Tools, time, money, knowledge and equipment are all things that I have lack to one degree or another in the past. No only time remains lacking for most jobs. I can do all my own stock work, most metal work, except barrel hone and choke work which I send out. My interest is more to the field grade guns than the high grade guns so my needs are often less demanding.
A loose rib repair can be fairly easy until you get into the one you expect to be easy and then it becomes like a loose thread in a sweater which unravels the whole thing. Loose ribs near the point where the fore end attaches are almost always more involved than you expect from my experience. Those near the muzzle are almost always easier.
Good gunsmiths have all the work they can do for months out in advance of your call to them. Bad ones can get you in fast and screw it up either fast or slow, as you like it. Point is that a high quality job is a job which you just send out and forgetaboutit until you get the call that it is done and on the way back to you.
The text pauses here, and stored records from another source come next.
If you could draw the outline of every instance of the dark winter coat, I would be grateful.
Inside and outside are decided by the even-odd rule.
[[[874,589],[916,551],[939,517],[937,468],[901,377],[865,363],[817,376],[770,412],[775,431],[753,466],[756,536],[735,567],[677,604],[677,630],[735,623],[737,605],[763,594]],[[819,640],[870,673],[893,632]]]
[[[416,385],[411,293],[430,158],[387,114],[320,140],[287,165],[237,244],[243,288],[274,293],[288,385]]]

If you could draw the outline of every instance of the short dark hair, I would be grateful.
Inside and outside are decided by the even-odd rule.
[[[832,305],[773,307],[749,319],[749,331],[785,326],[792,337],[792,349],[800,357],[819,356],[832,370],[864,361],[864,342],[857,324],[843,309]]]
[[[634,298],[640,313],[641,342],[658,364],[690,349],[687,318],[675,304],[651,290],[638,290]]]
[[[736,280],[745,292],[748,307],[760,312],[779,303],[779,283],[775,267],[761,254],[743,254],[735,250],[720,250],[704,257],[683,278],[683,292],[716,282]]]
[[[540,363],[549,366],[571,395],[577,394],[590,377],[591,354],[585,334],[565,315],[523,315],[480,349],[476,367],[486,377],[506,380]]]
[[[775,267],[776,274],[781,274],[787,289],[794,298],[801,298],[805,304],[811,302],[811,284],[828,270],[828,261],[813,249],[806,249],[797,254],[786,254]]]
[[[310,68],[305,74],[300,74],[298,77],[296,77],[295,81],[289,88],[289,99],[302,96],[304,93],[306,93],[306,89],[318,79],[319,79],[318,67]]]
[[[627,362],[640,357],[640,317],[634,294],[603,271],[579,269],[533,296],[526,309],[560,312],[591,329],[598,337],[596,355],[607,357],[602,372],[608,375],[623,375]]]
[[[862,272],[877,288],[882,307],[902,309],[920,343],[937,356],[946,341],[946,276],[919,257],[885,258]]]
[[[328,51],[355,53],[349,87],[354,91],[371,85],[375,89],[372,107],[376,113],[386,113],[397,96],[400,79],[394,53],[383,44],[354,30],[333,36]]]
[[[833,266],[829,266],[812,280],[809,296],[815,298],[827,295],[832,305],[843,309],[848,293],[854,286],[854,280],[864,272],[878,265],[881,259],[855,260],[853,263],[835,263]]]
Regular customers get first in the line and one timers get worked in as time allows. Can not fault a smith who takes care of his regulars as long as he is fairly honest about when yours will get done and completes the job fairly close to the estimate.
I have a short list of smiths that I will use for work and just let the have the gun and tell them to call when done. As many here, I have more than one gun so one more or less is no great problem. In fact, according to my wife, I have more guns than Carter has Liver Pills. Hey, didn't they come in a bottle of 500? If so she will have to eat those words, for now at least. So many fine shooters and so little time to buy them all. To think I wasted 20 years collecting Model 70's when these doubles really were dirt cheap.